Last week was a bad one for personal privacy. Starbucks and Intermountain Healthcare announced shameful lapses of basic data security. 

According to a November 3, 2006 Starbucks’ press release, “four retired (no longer in regular use) laptops have been identified as missing from the Starbucks Corporate Support Center in Seattle. Two of the laptops contained the private information, including names and social security numbers, of nearly 60,000 United States partners (employees) and less than 80 Canadian partners and contractors at all levels employed across the organization prior to Dec.31, 2003.” 

Starbucks is providing all affected U.S. employees free credit protection services for 1 year from Equifax. In a letter to affected employees, Starbucks stated “Starbucks takes our commitment to safeguarding the personal information and security of our partners very seriously.” The company also assured employees that it is “reinforcing our policies and updating our procedures around the protection of personal data.” I’m sure these assurances will comfort the 60,000 plus people who may have their social security numbers compromised. Starbucks did such a good job of securing the data in the first place.

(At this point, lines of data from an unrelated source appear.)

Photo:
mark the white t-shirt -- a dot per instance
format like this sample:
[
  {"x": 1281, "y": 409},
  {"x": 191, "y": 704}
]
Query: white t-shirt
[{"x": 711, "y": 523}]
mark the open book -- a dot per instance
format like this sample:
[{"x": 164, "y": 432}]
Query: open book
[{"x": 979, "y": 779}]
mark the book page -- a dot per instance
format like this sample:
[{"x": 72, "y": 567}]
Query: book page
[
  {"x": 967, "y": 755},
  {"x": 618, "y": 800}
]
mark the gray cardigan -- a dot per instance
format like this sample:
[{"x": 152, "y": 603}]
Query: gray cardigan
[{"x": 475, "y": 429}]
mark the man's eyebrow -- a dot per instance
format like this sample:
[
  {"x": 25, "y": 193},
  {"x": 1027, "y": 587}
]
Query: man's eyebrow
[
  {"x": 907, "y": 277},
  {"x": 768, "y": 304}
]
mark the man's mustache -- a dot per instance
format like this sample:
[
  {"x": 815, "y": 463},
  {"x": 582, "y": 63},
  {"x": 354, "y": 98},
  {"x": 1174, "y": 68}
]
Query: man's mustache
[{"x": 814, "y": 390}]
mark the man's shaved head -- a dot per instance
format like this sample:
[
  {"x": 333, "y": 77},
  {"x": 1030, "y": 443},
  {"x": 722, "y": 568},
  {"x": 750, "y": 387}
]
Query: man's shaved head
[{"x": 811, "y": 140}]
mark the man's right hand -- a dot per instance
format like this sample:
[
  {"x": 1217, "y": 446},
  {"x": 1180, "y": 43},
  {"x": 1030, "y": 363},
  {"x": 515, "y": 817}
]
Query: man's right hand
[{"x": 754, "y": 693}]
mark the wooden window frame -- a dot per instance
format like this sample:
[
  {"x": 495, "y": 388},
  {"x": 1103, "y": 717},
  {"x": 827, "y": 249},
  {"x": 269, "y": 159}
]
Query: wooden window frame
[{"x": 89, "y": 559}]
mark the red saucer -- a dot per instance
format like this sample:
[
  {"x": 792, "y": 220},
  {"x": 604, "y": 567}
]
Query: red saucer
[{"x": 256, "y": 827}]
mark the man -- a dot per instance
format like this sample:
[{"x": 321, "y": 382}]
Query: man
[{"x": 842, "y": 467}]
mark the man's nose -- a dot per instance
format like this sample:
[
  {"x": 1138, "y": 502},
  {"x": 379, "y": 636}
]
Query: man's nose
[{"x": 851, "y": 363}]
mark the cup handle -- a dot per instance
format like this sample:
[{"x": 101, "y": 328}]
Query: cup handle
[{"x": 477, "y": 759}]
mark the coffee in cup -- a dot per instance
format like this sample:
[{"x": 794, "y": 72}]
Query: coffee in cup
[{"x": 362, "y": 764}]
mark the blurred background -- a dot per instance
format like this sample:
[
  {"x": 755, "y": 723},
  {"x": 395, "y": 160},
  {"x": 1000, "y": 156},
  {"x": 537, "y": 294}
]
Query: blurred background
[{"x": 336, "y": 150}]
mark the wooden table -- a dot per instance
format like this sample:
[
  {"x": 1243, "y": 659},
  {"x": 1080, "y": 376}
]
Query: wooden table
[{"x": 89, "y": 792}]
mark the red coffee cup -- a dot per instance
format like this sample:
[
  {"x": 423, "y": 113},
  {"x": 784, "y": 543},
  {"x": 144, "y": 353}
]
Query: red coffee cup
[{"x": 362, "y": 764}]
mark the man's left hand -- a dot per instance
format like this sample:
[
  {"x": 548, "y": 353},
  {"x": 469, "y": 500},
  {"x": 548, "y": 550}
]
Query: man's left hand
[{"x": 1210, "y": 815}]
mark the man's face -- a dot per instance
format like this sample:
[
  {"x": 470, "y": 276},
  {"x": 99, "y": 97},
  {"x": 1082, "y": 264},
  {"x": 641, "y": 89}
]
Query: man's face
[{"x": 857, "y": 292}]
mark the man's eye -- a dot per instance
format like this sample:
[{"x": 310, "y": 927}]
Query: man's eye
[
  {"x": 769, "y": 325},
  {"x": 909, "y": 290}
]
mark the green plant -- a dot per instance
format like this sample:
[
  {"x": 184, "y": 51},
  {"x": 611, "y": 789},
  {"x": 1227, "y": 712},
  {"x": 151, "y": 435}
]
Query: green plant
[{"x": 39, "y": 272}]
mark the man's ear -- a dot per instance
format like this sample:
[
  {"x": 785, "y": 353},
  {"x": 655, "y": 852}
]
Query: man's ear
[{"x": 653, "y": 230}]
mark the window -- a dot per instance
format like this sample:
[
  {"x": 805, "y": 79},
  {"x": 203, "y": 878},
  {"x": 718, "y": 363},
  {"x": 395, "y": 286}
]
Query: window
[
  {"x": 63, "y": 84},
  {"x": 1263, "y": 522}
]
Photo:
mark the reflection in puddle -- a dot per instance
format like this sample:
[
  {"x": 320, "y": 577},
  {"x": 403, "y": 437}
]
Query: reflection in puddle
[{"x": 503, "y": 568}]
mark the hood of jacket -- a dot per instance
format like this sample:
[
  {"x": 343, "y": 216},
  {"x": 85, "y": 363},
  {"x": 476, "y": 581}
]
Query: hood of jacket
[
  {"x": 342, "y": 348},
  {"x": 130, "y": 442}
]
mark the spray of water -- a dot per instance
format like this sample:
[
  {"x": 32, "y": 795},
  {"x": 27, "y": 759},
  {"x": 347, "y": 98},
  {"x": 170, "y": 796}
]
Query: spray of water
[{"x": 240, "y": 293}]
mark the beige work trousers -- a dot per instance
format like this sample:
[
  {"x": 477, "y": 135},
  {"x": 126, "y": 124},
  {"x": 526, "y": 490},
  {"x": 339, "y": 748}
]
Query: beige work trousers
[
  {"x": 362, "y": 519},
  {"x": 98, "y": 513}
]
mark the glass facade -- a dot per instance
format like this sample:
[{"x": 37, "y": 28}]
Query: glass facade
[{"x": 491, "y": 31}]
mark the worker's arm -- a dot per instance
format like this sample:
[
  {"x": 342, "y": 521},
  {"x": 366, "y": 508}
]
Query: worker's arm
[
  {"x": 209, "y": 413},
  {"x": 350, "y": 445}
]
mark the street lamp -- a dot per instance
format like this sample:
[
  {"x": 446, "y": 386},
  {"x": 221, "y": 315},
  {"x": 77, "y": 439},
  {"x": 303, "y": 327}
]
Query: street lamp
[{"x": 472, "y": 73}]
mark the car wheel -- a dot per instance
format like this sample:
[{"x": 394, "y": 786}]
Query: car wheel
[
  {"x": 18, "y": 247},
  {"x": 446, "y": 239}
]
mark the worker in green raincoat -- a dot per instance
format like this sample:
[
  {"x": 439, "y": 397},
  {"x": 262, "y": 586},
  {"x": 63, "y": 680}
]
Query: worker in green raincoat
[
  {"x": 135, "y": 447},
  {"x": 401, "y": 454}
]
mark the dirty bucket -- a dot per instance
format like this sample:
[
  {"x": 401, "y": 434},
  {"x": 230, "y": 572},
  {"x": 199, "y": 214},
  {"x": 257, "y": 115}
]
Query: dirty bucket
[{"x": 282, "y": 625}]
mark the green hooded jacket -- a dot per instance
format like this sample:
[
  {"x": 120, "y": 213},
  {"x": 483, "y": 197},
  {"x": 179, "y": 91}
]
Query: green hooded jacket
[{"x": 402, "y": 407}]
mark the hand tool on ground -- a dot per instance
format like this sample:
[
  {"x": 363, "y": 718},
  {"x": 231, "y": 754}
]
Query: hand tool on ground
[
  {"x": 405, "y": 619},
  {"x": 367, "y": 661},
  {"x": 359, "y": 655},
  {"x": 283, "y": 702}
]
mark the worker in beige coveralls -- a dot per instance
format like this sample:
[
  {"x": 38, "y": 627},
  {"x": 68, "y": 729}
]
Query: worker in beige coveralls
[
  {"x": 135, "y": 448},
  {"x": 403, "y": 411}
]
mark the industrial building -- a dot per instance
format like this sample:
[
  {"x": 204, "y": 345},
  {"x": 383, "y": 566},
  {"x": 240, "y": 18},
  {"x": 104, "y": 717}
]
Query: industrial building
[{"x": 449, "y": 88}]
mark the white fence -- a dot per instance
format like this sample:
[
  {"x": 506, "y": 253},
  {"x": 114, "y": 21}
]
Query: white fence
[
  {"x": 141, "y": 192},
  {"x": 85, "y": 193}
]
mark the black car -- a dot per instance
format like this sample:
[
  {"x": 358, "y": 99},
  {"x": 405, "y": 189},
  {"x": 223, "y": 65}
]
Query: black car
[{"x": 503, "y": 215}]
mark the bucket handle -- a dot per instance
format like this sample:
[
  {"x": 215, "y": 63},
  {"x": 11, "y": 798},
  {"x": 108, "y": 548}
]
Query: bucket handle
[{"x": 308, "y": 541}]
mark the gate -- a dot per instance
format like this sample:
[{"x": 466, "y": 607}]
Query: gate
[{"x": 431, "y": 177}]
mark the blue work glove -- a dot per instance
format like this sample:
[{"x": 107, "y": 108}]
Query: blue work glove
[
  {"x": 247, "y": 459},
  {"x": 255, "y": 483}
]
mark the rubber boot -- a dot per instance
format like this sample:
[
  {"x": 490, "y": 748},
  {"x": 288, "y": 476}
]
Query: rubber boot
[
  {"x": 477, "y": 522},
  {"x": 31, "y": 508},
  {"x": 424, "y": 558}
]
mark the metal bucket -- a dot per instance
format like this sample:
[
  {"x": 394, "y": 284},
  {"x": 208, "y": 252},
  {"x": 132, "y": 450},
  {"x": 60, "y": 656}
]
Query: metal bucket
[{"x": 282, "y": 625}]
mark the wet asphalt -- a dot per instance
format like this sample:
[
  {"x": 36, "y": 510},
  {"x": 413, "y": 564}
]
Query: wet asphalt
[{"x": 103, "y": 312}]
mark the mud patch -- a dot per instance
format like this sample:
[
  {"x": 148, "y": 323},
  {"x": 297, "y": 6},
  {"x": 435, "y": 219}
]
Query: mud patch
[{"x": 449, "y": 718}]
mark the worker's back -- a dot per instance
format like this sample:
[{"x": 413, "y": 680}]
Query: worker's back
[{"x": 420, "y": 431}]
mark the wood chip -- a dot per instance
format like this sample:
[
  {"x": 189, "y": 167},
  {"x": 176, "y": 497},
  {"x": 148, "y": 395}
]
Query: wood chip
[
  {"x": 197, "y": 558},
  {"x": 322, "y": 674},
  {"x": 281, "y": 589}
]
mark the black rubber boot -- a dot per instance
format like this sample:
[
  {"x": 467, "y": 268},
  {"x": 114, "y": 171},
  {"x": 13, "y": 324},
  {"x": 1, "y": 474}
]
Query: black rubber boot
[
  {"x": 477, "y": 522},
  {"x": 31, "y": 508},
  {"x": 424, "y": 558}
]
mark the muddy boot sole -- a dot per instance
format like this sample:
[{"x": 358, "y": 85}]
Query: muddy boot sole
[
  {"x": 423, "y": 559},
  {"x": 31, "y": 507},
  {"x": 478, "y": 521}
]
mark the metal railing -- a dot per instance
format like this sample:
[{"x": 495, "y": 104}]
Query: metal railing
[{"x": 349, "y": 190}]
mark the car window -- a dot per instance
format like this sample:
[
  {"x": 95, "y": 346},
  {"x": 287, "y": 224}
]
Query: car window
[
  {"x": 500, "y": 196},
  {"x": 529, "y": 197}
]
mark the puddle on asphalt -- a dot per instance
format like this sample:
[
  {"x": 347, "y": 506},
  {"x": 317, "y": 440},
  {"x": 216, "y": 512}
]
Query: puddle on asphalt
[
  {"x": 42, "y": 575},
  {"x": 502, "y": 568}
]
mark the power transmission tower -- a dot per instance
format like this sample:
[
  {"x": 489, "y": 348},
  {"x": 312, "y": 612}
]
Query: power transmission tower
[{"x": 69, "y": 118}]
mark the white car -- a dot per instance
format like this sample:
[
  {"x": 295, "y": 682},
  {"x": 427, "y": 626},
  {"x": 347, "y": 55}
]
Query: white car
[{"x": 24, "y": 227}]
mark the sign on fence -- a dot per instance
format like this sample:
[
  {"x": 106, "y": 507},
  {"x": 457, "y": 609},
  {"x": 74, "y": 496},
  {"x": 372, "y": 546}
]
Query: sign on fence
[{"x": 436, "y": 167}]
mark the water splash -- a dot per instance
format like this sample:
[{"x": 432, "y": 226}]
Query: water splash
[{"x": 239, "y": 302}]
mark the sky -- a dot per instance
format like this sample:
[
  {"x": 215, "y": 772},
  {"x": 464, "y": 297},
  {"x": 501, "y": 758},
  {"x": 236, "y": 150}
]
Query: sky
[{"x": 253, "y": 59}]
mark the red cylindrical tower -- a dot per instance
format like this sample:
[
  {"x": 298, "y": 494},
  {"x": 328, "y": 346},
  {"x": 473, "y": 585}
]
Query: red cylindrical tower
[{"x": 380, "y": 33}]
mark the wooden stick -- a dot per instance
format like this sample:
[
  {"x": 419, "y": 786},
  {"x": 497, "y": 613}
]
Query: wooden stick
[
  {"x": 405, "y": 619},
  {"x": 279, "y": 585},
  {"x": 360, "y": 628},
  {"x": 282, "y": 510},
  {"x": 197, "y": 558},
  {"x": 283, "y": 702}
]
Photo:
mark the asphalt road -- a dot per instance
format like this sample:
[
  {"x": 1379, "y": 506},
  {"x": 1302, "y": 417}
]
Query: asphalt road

As apposed to just losing a laptop containing confidential information, Intermountain Healthcare actually gave one away. On the same day that Starbucks announced its security blunder, The Salt Lake Tribune reported that Intermountain Healthcare donated an old laptop containing the names, job titles, Social Security numbers and telephone numbers of 6,244 employees to a thrift store. After supposedly being wiped of all data, the machines was given to Deseret Industries and subsequently sold for $20. Luckily, the machine’s new owner recognized the data’s sensitive nature, having herself been an identify theft victim, and turned the machine over to a local television station, which returned the machine to Intermountain.